I have a feeling you'll talk about it but you certainly won't be the judge of it.
You don't say. Alan Nathan, the guy whose existence you learned of an hour ago, showed teams how to do this 5 years ago with their HitFX data. Of course the harder a ball is hit, the more likely it is to fall for a hit. Having this information at your disposal doesn't make it a slam dunk to figure out who actually has the ability to do this consistently though. It's not a magic bullet like you seem to think.
Oh, so n=1 then. Much better.
I'd say about 30% of people working in analytics are actually listed on teams' sites. The reasons for that are pretty obvious. There's no incentive to publicly advertise what you're researching.
Fearing has been working for Tampa for the last ~4 years. He was put on their site a month ago. Tango has never been listed on a team's site despite consulting almost full time for various teams throughout the last decade.
Sure. For all intents and purposes, a CDS is an insurance policy on an underlying asset. Traditional statistics work fantastically when the underlying asset is something that's governed by mild randomness (gaussian, semi gaussian environments). That's why things like life insurance, car insurance etc are essentially licenses to print money for those companies. Their models are tight and they'll never lose over the long term. The frequency of almost all events in this domain are quite predictable.

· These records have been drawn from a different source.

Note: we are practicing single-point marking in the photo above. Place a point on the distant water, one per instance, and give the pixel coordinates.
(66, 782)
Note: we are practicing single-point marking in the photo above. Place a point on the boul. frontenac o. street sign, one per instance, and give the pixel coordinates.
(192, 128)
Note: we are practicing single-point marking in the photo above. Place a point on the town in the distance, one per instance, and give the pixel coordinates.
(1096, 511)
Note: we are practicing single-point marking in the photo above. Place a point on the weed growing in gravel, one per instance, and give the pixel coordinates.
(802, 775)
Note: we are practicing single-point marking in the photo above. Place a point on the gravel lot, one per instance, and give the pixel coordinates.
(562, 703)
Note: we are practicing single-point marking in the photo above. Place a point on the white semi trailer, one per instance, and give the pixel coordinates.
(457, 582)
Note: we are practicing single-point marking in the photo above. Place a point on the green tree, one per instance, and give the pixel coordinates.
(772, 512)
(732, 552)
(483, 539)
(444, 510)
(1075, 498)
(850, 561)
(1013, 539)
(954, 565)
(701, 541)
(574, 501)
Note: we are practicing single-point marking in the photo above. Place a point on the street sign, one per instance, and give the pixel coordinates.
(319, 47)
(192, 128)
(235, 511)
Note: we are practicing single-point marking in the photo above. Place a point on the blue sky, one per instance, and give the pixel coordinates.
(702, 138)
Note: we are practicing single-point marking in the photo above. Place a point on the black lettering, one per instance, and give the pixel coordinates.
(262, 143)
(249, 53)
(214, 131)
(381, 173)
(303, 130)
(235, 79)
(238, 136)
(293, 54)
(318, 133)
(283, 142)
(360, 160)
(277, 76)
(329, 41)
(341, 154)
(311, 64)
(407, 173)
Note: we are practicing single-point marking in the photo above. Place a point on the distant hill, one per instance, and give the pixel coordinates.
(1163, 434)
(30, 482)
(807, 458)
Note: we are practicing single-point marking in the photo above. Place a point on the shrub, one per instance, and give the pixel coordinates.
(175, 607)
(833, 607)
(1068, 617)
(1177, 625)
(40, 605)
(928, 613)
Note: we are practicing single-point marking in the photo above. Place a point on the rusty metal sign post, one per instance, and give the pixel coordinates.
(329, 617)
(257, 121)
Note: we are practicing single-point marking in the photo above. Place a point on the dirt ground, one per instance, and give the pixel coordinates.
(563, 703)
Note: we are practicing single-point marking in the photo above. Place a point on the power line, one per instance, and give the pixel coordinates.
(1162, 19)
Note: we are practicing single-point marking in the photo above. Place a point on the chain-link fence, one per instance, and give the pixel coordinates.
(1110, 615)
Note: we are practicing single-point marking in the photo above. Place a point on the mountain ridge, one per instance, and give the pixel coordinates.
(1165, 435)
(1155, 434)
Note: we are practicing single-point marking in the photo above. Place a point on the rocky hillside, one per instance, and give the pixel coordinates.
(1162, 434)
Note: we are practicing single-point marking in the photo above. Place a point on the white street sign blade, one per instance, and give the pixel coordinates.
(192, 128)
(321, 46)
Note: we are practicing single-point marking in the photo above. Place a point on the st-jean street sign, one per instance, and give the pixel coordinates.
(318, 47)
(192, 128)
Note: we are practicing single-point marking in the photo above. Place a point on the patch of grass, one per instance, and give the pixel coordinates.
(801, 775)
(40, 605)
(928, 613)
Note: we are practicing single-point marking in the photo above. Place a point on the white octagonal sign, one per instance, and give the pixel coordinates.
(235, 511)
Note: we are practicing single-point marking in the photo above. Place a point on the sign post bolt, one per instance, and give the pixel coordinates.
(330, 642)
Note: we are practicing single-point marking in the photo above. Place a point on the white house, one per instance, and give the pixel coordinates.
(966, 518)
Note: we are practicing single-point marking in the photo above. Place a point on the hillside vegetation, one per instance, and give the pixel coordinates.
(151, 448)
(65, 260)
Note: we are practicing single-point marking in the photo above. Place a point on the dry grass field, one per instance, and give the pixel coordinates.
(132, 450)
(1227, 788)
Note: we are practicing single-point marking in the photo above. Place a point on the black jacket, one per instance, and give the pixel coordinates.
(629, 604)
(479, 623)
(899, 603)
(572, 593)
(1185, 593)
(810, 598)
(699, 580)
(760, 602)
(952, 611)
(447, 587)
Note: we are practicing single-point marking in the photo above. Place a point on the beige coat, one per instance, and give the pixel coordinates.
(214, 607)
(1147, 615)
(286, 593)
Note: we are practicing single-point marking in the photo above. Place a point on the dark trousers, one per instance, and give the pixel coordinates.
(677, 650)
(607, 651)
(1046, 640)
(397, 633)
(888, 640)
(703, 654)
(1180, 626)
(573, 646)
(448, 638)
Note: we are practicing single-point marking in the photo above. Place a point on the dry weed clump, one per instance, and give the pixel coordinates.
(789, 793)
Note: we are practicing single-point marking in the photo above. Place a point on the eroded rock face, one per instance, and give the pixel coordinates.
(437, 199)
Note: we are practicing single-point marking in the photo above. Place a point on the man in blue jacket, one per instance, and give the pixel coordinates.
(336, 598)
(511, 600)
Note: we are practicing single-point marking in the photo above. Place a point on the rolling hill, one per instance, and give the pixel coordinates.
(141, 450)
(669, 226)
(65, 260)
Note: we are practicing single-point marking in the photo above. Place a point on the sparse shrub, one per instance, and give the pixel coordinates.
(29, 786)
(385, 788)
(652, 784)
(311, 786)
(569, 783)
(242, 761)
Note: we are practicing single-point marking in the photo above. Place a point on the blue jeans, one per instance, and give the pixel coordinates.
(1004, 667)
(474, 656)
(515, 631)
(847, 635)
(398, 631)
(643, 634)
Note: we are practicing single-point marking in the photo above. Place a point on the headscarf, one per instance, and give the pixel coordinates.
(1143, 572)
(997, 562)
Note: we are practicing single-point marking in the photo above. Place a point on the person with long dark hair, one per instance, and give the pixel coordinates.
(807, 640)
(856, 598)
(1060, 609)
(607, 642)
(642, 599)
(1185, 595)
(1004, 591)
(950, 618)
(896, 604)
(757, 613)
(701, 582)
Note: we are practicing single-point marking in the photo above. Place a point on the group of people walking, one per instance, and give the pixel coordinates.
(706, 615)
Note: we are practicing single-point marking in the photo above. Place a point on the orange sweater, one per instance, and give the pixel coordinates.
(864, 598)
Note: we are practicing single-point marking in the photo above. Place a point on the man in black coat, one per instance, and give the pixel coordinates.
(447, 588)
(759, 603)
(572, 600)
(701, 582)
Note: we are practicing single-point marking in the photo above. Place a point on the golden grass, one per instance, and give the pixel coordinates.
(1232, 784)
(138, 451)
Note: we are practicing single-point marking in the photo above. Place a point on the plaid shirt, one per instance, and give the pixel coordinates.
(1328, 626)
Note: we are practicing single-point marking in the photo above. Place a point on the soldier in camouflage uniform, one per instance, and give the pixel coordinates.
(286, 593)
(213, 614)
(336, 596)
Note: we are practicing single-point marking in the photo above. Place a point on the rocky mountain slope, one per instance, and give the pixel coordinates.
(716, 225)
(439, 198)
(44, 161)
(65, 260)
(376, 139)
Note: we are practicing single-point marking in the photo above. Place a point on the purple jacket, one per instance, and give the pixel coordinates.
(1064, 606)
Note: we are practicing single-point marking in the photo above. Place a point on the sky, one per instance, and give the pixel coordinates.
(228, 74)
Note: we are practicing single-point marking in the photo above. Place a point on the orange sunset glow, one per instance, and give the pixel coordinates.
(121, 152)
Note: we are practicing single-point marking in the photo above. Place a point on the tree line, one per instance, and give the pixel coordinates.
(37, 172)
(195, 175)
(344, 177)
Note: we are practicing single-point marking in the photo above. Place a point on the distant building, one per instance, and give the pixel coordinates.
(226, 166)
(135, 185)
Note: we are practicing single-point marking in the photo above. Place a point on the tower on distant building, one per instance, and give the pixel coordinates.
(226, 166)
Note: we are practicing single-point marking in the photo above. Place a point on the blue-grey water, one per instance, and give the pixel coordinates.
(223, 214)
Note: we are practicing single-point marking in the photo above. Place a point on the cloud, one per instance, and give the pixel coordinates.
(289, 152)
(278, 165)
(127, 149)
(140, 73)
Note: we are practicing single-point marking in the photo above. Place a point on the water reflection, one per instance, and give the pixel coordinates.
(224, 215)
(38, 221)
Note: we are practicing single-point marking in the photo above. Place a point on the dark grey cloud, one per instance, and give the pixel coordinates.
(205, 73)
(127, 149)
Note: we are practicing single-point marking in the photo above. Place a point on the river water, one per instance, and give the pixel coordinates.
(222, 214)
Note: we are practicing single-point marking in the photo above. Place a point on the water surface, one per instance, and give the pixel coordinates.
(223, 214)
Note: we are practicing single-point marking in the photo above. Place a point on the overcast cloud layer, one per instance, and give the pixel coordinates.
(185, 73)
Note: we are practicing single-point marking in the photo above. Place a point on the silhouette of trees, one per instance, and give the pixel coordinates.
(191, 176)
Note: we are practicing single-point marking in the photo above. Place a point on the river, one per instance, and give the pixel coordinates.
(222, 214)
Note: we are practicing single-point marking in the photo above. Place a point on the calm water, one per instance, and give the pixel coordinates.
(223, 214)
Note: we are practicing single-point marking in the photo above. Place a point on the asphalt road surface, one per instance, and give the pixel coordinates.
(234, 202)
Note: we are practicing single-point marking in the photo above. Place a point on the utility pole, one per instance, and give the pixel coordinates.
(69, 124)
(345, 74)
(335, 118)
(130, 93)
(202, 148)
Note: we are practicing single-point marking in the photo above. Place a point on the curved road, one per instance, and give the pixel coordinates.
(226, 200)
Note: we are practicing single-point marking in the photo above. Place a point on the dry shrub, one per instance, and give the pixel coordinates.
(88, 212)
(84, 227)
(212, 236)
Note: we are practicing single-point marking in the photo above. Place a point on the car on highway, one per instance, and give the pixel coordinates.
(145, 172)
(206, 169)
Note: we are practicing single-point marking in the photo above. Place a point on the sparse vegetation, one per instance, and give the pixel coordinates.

Things change at a fundamental level when the underlying when the underlying asset is something like gov't debt from s***** Country X or a pool of supposedly uncorrelated mortgages. The randomness that runs the show in those domains is of infinite variance and thus can't really be modeled (model error and convexity effects crushes everything here from an analysis standpoint) at least in terms of predicting the frequency of events. Trying to do so leads to monstrosities that do their best to blow up the world. Like this:
http://en.wikipedia.org/wiki/VaR (Quote I just read that I liked: "an airbag that works all the time, except when you have a car accident.")
or this:
http://en.wikipedia.org/wiki/Gaussian_copula#Gaussian_copula
(note the inventor of the latter is as disgusted at it's misapplication in finance as anybody).
So, if you don't really know what the frequency distribution of the underlying asset looks like and can't actually predict frequencies of outcomes, doesn't it seem pretty silly to try to insure said asset?